Lip-Sync a Video Utilizing Opensource Instruments

Introduction

AI voice-cloning has taken social media by storm. It has opened a world of artistic potentialities. You have to have seen memes or AI voice-overs of well-known personalities on social media. Have you ever puzzled how it’s completed? Positive, many platforms present APIs like Eleven Labs, however can we do it without spending a dime, utilizing open-source software program? The quick reply is YES. The open-source has TTS fashions and lip-syncing instruments to attain voice synthesis. So, on this article, we’ll discover open-source instruments and fashions for voice-cloning and lip-syncing.

AI voice cloning and lip syncing using open-source tools

Studying Goals

Discover open-source instruments for AI voice-cloning and lip-syncing.
Use FFmpeg and Whisper to transcribe movies.
Use the Coqui-AI’s xTTS mannequin to clone voice.
Use the Wav2Lip for lip-syncing movies.
Discover real-world use circumstances of this expertise.

This text was printed as part of the Knowledge Science Blogathon.

Open-Supply Stack

As you already know, we’ll use OpenAI’s Whisper, FFmpeg, Coqui-ai’s xTTS mannequin, and Wav2lip as our tech stack. However earlier than delving into the codes, let’s briefly talk about these instruments. And likewise because of the authors of those initiatives.

Whisper: Whisper is OpenAI’s ASR (Automated Speech Recognition) mannequin. It’s an encoder-decoder transformer mannequin educated with over 650k hours of various audio knowledge and corresponding transcripts. Thus making it very potent at a multi-lingual transcription from audio.

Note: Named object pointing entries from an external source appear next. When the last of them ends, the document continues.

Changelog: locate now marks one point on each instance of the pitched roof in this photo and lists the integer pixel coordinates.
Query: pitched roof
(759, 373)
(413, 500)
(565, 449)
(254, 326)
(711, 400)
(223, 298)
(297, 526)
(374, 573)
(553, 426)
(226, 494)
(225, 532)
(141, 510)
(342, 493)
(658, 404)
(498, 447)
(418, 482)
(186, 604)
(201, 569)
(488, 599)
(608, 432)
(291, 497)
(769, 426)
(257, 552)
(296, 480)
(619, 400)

The encoders obtain the log-mel spectrogram of 30-second chunks of audio. Every encoder block makes use of self-attention to grasp completely different components of audio alerts. The decoder then receives hidden state data from encoders and realized positional encodings. The decoder makes use of self-attention and cross-attention to foretell the following token. On the finish of the method, it outputs a sequence of tokens representing the acknowledged textual content. For extra on Whisper, discuss with the official repository.

Coqui TTS: TTS is an open-source library from Coqui-ai. It hosts a number of text-to-speech fashions. It has end-to-end fashions like Bark, Tortoise, and xTTS, spectrogram fashions like Glow-TTS, FastSpeech, and so on, and Vocoders like Hifi-GAN, MelGAN, and so on. Furthermore, it supplies a unified API for inferencing, fine-tuning, and coaching text-to-speech fashions. On this mission, we’ll use xTTS, an end-to-end multi-lingual voice-cloning mannequin. It helps 16 languages, together with English, Japanese, Hindi, Mandarin, and so on. For extra details about the TTS, discuss with the official TTS repository.

Wav2Lip: Wav2lip is a Python repository for the paper “A Lip Sync Professional Is All You Want for Speech to Lip Technology Within the Wild.” It makes use of a lip-sync discriminator to acknowledge face and lip actions. This works out nice for dubbing voices. For extra data, discuss with the official repository. We’ll use this forked repository of Wav2lip.

Workflow

Now that we’re accustomed to the instruments and fashions we’ll use, let’s perceive the workflow. This can be a easy workflow. So, here’s what we’ll do.

Add a video to the Colab runtime and resize it to 720p format for higher lip-syncing.
Use FFmpeg to extract 24-bit audio from the video and use Whisper to transcribe the audio file.
Use Google Translate or an LLM to translate the transcribed script to a different language.
Load the Multi-lingual xTTS mannequin with the TTS library and cross the script and reference audio mannequin for voice synthesis.
Clone the Wav2lip repository and obtain mannequin checkpoints. Run the inference.py file to sync the unique video with synthesized audio.

Now, let’s delve into the codes.

Step 1: Set up Dependencies

This mission would require vital RAM and GPU consumption, so it’s prudent to make use of a Colab runtime. The free tier Colab supplies 12GB of CPU and 15GB of T4 GPU. This needs to be sufficient for this mission. So, head over to your Colab and hook up with a GPU runtime.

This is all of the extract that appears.